The pan-European Stoxx 600 index was down 0.21% at 476.94 with all major bourses lower. Investors and traders are looking ahead to the personal consumption expenditures price index reading on Friday - a closely followed gauge of inflation - along with UK GDP and retail sales numbers.
In economic news, the US economy grew less than previously estimated in the third quarter, according to figures released on Thursday by the Commerce Department.
GDP for July to September was revised down to 4.9% from 5.2% in the second estimate. Economists were expecting growth to be unrevised.
Meanwhile, the number of Americans filing new claims for unemployment benefits rose just marginally last week, hinting at a strengthening economy. Initial claims for state unemployment benefits increased 2,000 to a seasonally adjusted 205,000 for the week ended December 16th, the US Labor Department said. Economists had forecast 215,000 claims for the latest week.
IG analyst Axel Rudolph said the still-strong strong US GDP expansion, initial jobless claims rapidly falling US Treasury yields gave US stock indices another boost.
"While they are back trading close to their recent record highs, european equity indices see a session in the red. Worse than expected UK retail sales put a dampener on the FTSE 100's advance after three straight days of gains," he said.

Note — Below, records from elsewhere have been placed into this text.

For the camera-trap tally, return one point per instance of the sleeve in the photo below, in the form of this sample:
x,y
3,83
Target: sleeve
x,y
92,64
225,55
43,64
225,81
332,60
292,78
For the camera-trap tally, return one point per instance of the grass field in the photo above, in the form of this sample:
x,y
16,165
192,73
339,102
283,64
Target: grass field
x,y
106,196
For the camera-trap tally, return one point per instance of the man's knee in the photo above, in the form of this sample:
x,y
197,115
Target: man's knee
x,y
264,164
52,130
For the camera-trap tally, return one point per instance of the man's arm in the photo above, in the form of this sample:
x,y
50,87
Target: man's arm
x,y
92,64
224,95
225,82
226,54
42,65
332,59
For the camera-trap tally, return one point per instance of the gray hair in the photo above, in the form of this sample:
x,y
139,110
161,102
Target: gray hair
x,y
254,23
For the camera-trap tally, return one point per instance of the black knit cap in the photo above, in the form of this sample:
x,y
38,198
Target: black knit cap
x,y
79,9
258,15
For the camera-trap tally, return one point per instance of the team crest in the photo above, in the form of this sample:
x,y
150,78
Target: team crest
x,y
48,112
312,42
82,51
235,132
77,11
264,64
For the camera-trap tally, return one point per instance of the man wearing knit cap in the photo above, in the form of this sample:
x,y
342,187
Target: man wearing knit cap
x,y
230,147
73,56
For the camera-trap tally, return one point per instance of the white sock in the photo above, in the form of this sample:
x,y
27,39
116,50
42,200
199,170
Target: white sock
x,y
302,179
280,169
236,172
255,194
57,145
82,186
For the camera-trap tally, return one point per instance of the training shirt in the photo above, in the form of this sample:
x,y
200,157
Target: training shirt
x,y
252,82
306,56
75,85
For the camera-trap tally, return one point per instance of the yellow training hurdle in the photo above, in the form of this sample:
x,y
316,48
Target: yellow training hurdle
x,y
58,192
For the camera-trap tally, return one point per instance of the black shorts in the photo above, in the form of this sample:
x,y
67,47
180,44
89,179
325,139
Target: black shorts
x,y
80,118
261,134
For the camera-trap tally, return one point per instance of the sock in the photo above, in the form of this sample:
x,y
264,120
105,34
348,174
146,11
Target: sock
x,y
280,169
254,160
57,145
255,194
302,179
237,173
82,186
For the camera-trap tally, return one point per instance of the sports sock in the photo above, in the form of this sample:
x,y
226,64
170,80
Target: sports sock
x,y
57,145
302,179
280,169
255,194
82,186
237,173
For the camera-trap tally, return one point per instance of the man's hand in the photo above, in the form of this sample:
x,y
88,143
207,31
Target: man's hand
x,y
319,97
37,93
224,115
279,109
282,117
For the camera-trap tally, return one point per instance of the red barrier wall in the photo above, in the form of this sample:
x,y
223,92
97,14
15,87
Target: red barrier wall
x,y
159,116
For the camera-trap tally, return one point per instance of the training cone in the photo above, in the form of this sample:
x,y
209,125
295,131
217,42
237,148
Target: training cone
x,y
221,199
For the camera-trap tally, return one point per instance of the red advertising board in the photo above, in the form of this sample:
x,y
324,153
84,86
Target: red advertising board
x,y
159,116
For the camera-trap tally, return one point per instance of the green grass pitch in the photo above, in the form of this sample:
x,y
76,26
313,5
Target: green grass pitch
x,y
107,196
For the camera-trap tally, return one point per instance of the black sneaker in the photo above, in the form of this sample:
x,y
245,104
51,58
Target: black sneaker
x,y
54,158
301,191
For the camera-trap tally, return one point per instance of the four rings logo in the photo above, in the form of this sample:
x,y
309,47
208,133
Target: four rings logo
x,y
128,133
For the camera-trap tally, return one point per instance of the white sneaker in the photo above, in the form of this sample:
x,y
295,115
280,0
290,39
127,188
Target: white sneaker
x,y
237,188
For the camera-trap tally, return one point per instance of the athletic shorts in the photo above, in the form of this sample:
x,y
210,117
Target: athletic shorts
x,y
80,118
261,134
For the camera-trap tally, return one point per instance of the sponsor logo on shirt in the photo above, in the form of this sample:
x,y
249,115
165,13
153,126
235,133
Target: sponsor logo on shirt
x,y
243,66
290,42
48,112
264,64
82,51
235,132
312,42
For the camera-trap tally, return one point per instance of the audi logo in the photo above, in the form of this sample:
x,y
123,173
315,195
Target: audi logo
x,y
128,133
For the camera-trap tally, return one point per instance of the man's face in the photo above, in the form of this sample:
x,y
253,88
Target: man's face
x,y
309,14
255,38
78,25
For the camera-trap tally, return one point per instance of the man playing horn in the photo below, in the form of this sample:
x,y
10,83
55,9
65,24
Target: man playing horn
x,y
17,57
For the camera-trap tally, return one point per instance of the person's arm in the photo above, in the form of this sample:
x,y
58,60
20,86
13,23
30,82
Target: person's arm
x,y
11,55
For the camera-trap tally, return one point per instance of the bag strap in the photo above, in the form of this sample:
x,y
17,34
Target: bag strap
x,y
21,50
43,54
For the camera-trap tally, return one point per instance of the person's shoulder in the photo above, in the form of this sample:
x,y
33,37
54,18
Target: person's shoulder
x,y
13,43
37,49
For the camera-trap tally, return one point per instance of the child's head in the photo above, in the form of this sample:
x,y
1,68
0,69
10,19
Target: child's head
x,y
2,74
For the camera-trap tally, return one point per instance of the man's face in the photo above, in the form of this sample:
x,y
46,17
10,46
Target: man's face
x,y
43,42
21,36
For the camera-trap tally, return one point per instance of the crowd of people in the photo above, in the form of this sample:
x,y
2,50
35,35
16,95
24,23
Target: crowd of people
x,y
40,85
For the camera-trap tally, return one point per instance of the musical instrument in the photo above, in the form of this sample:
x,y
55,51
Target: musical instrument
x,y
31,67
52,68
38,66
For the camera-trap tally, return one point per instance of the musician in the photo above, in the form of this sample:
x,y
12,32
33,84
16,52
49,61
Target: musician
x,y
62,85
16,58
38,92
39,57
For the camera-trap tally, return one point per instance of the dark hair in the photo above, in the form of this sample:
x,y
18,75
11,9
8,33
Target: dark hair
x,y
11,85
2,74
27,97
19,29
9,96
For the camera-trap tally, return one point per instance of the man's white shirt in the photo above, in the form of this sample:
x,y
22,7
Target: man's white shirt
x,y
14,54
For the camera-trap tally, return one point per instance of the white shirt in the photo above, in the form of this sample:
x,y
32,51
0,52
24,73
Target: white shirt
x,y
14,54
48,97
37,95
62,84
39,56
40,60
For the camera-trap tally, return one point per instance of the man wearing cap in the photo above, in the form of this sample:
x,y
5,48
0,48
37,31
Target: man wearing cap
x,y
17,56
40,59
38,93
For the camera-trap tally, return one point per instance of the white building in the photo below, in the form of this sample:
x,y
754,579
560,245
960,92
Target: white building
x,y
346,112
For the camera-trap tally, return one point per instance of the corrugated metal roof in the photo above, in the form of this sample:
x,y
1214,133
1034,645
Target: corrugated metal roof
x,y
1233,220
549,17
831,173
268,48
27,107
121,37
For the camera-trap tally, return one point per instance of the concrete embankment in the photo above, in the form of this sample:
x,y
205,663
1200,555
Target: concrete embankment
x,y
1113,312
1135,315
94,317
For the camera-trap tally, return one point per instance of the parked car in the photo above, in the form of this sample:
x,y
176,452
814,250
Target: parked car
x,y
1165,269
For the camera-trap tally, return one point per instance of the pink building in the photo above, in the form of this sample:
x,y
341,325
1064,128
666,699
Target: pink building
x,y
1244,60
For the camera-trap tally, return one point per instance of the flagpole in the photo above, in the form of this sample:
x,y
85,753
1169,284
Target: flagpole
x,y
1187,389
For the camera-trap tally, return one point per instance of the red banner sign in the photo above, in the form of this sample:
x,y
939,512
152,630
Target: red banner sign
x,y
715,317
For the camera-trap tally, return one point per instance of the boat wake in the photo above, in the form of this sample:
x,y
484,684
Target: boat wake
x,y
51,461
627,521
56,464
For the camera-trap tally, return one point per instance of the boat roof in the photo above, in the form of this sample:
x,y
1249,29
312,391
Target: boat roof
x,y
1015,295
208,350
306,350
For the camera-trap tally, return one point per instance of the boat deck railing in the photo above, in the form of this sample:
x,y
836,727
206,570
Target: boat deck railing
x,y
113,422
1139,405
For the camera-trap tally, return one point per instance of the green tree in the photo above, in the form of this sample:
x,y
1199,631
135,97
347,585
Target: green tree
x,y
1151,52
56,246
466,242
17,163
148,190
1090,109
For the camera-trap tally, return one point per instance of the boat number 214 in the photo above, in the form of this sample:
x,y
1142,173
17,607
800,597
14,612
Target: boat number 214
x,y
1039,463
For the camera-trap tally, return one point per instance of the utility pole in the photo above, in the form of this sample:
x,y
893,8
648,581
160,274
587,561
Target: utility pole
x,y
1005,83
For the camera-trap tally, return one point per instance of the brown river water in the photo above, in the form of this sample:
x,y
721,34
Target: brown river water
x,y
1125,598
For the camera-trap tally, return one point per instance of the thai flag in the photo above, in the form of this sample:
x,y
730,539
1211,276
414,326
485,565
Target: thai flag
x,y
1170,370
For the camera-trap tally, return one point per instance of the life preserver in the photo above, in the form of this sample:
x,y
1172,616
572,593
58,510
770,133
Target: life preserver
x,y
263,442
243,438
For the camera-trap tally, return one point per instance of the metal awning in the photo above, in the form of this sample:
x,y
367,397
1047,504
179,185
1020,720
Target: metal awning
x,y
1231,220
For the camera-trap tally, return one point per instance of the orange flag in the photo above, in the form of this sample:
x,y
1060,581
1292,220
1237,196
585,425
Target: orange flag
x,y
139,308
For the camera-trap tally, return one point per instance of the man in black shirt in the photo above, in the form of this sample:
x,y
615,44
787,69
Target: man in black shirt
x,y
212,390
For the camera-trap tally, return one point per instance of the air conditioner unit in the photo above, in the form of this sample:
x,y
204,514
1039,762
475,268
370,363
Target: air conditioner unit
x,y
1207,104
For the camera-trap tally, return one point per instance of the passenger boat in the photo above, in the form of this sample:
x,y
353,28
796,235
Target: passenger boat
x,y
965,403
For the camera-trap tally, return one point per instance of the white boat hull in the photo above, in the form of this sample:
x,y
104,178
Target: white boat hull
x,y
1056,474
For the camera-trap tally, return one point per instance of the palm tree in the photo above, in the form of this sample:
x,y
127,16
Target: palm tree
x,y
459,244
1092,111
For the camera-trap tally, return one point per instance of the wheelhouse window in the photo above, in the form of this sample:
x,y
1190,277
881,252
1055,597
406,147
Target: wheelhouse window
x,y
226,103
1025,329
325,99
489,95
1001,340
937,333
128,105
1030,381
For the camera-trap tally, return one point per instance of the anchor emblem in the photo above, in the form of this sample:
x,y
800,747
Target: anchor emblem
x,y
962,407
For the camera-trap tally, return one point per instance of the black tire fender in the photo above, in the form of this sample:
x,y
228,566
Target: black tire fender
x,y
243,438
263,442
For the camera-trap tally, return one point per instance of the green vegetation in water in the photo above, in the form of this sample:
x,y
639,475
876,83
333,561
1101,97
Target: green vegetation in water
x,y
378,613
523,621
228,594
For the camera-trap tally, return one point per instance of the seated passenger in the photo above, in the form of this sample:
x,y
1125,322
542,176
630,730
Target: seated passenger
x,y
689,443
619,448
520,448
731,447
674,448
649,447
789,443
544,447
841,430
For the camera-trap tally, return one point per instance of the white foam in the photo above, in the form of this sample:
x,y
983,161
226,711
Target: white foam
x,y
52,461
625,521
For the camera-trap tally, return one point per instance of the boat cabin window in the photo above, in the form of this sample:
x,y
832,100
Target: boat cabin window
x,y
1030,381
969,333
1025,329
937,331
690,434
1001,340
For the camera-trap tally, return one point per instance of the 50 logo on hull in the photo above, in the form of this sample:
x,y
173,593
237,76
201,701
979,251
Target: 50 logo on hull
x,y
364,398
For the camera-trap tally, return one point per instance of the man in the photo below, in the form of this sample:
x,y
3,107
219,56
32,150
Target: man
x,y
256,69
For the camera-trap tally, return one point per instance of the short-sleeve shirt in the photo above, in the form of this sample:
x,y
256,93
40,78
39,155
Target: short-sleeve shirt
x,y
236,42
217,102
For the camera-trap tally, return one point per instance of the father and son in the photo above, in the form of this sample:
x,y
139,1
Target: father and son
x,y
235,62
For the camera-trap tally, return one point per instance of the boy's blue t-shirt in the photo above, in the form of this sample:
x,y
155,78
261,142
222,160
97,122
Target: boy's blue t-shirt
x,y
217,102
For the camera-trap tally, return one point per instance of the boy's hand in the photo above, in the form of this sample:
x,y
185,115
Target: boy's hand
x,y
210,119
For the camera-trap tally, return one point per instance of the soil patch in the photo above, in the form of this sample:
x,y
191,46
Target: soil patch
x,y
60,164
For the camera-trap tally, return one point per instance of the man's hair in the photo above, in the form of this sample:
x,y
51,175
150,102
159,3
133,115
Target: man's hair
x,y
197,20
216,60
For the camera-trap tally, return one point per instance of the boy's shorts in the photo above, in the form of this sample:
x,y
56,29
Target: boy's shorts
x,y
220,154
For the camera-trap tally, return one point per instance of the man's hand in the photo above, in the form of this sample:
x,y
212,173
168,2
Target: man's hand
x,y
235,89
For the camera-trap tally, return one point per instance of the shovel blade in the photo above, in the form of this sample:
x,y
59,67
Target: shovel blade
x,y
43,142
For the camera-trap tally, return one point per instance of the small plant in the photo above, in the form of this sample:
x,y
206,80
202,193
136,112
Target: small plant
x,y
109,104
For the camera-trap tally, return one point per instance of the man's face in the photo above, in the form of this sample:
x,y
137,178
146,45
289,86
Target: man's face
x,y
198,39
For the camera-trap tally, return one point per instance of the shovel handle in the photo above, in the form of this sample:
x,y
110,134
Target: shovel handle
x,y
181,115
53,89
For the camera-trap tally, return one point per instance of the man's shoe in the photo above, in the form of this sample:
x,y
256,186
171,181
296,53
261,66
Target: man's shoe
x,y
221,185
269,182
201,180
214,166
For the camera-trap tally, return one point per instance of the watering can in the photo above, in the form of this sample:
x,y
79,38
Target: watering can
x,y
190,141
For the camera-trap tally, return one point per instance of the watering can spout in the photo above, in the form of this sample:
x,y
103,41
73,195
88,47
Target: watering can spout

In Britain, official figures showed government borrowing excluding public sector banks came in at £14.3bn. This was below November 2022’s £15.2bn but above consensus forecasts of £13bn. It also marked the fourth highest November borrowing since monthly records began in 1993.
Debt interest payments for November surpassed all monthly November figures on record since 1997, coming in at £7.7bn.
Investors were also mulling the latest Distributive Trades Survey from the Confederation of British Industry, which showed the downturn in the retail sector deepened in December following a disappointing festive period.
The CBI’s retail sales balance fell to -32 from -11 in the year to November. This marked the eighth consecutive monthly decline.
On a day thin on any major corporate news, Vodafone shares made small gains on a report that Swisscom is weighing a possible offer for the telecom operator's Italian business next year.